We gave Ozan my daughter’s room right next to our bedroom. For days, we heard Ozan crying and weeping for his dad in his room at nights. I didn’t cry for not being able to connect with my dad, maybe I felt so mature to give up or I was in denial about my situation. Only in dreams, I saw him as if nothing happened, just like in old days, talking friendly and laughing by looking at each other’s eyes. It is interesting that my feelings were so mixed during the day, disappointment, anger, pity… but when it came to nights, in my dreams, real feelings from my subconscious were coming to revelation. I loved this man, as I always said he was the first man in my life, and the truth is I still love him.
I care a lot about the first responses people give in traumatic situations. Ozan’s dad was a successful engineer in a private company, where they got recognition and awards at international fairs. At the night he was being detained, he was saying to his wife how sorry he was about his boss, because he would not be able to go to work the next day.

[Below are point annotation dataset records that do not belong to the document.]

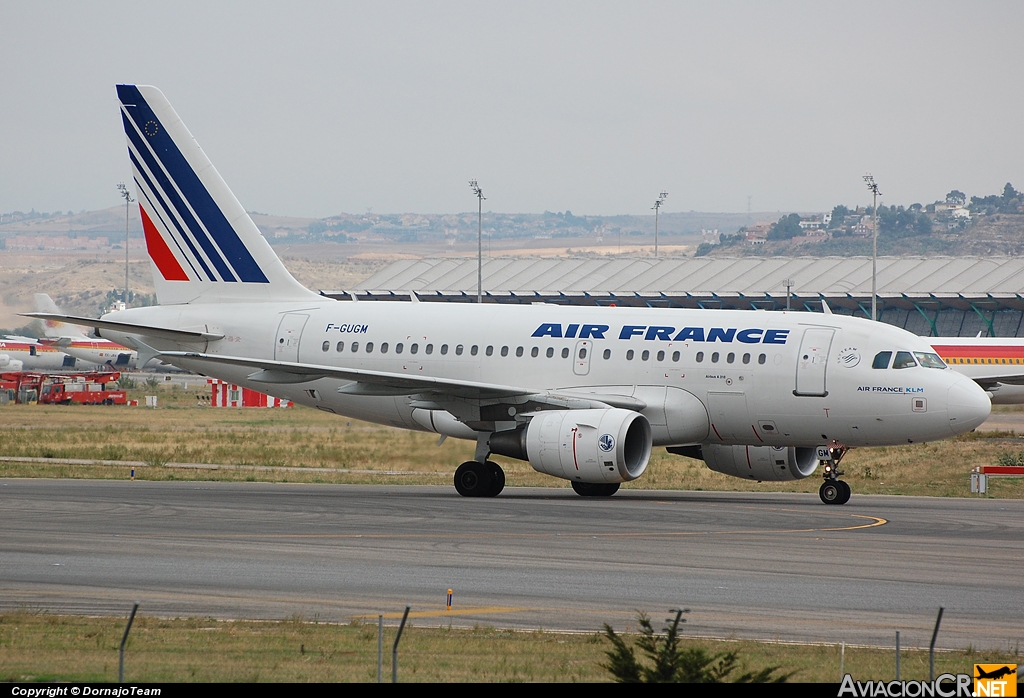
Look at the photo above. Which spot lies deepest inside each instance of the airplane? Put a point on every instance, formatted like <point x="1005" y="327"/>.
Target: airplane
<point x="25" y="353"/>
<point x="996" y="363"/>
<point x="581" y="393"/>
<point x="72" y="341"/>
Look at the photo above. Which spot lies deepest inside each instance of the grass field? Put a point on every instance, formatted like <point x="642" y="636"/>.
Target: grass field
<point x="41" y="647"/>
<point x="305" y="445"/>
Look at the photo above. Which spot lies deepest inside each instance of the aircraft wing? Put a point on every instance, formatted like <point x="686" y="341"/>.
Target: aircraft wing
<point x="385" y="383"/>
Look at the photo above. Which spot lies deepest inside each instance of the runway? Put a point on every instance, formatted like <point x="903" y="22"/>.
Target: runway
<point x="749" y="565"/>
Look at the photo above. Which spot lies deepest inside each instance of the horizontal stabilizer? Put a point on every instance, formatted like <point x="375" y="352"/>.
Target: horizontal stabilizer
<point x="129" y="328"/>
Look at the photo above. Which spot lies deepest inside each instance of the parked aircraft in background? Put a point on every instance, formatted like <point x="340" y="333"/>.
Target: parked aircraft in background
<point x="581" y="393"/>
<point x="71" y="340"/>
<point x="995" y="363"/>
<point x="25" y="353"/>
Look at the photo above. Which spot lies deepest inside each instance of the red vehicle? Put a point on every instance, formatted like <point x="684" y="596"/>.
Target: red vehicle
<point x="20" y="386"/>
<point x="95" y="388"/>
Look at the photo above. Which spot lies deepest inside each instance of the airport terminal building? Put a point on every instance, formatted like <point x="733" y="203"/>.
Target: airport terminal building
<point x="934" y="296"/>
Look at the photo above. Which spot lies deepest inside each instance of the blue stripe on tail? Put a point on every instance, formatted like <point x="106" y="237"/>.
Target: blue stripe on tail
<point x="186" y="180"/>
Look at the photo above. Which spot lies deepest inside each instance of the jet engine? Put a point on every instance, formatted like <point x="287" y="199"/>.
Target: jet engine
<point x="755" y="463"/>
<point x="586" y="445"/>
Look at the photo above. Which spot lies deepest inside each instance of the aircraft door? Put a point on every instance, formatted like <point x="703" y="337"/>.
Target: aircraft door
<point x="729" y="419"/>
<point x="581" y="359"/>
<point x="286" y="346"/>
<point x="812" y="361"/>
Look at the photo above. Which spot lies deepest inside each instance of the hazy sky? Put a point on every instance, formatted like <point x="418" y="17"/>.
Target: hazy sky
<point x="313" y="108"/>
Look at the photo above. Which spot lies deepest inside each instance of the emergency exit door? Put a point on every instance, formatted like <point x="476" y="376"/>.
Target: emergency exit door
<point x="813" y="361"/>
<point x="286" y="346"/>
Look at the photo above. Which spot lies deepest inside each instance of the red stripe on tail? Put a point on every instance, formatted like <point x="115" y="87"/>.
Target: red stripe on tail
<point x="160" y="253"/>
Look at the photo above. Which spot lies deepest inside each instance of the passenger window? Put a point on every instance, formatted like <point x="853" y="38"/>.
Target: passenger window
<point x="904" y="359"/>
<point x="882" y="359"/>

I still feel so sorry when I remember this part of the story. He is for sure a man of responsibility. He still doesn’t know what he has been accused of since there is no indictment and trial date. During police questioning, the only thing he was asked was why he had an account at Bank Asya. He didn’t know it was such a big crime to have an account at a bank, any regular Turkish citizen can have account at.
My husband lost his father when he and his sister were very young. They don’t have any memories of their dad. So, I was the only one at home who understands what it means to lose a dad, that you have shared memories. At this point, I related with Ozan, I looked at his heart, and saw myself, my sorrow deep down there like a mirror. With one major difference: he knew that his dad is looking forward to meeting him again and he would do anything in this world to unite with them, while I wasn’t sure whether my dad wanted to see me again.
I left my father’s house to get education abroad. My father’s house was my insurance, I knew I always had a place to go back if things don’t work. I now mourn especially for the loss of that house, since I am not sure if its doors are open for me if I get back. You wouldn’t imagine how painful that is.
Ozan still has his father’s house in Turkey, but without a dad in it, it is no longer a place to go back. He has to make a new home, to get used to another culture and community to survive. In short, he has to grow up very quickly. That’s why, before he left to make a short visit to his uncle who lives in a nearby state, I whispered to his ear: “Ozan, this is your home too. You can come whenever you like. We will be always waiting for you”.
It’s Father’s Day. If you are celebrating this day with your dad or with your children in a “father’s house”, remember that it is a big blessing and you are the luckiest person on earth. Because, in different corners of the world, there are dads and children who cannot unite today due to reasons that no one can understand.